Abstract:
Agricultural production in the Sahelian region of Africa is
among the lowest in the world. Cyclical infestations of locusts and
grasshoppers have contributed to this low productivity. The infestations
appear to be triggered by heavy rainfall at the beginning of a crop season
after extended drought. Because locusts and grasshoppers are
migratory, their control on a local and farm by farm basis is difficult.
To combat the problem of periodic outbreaks USAID has
provided direct assistance through aerial spraying of grasshoppers in a
number of African countries.' This includes a control program in the
north African country of Chad in 1987. From the beginning concern
arose as to when it is economically desirable to control grasshoppers.
The International Plant Protection Center (IPPC) at Oregon State
University was awarded a contract for economic evaluation of spraying in
Chad which included development of a grasshopper crop loss simulation
model (GHLSIM) driven by climatic factors for grasshopper and crop
growth. GHLSIM's posterior analysis of the 1987 anti-grasshopper
campaign produced results with a wide range of B/C ratios across the 13
sites which were evaluated. The B/C ratios ranged from 0 to 6.9.
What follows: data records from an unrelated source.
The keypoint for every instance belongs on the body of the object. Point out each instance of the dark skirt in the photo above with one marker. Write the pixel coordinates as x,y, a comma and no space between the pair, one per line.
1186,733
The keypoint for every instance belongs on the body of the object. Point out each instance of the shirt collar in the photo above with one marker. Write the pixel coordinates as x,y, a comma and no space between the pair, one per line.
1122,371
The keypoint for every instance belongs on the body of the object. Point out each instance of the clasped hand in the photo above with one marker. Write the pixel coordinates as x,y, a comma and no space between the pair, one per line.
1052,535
To test GHLSIM's use beyond weather conditions of a single
year (1987), a Monte Carlo simulation technique was used to generate
long term (100 year) rainfall patterns at selected sites and a series of
expected benefits generated. The effect of rainfall variability upon
economic benefits was assessed. So also were changes in grasshopper
population densities and output prices. Results are presented
graphically under a number of such conditions to understand the biophysical
relationships among grasshoppers, crop, natural vegetation and
rainfall as modeled by GHLSIM.
The model is sensitive to within season and to some extent
between season weather variation. Rainfall appears to be the dominant
variable controlling crop production, regardless of grasshopper densities.
When weather is the overriding factor, changes in grasshopper density
levels do not play a dominant role in affecting B/C ratios. When weather
is not a constraint for crop production, grasshopper density changes can
affect benefits significantly.
In its present form the GHLSIM model cannot be used as an
early warning indicator. While the model appears to predict crop
production quite well, model refinement which will change the qualitative
prediction of grasshopper populations to a quantitative one throughout a
crop season is still needed. When this is completed and both the
GHLCROPS and GHLOSE submodels performance are validated against
field observations, the GHLSIM model can be used as an early warning
predictor. With these accomplishments GHLSIM can then be considered
for use in the public policy arena for assessing what areas to spray,
when and what distributional effects may be involved.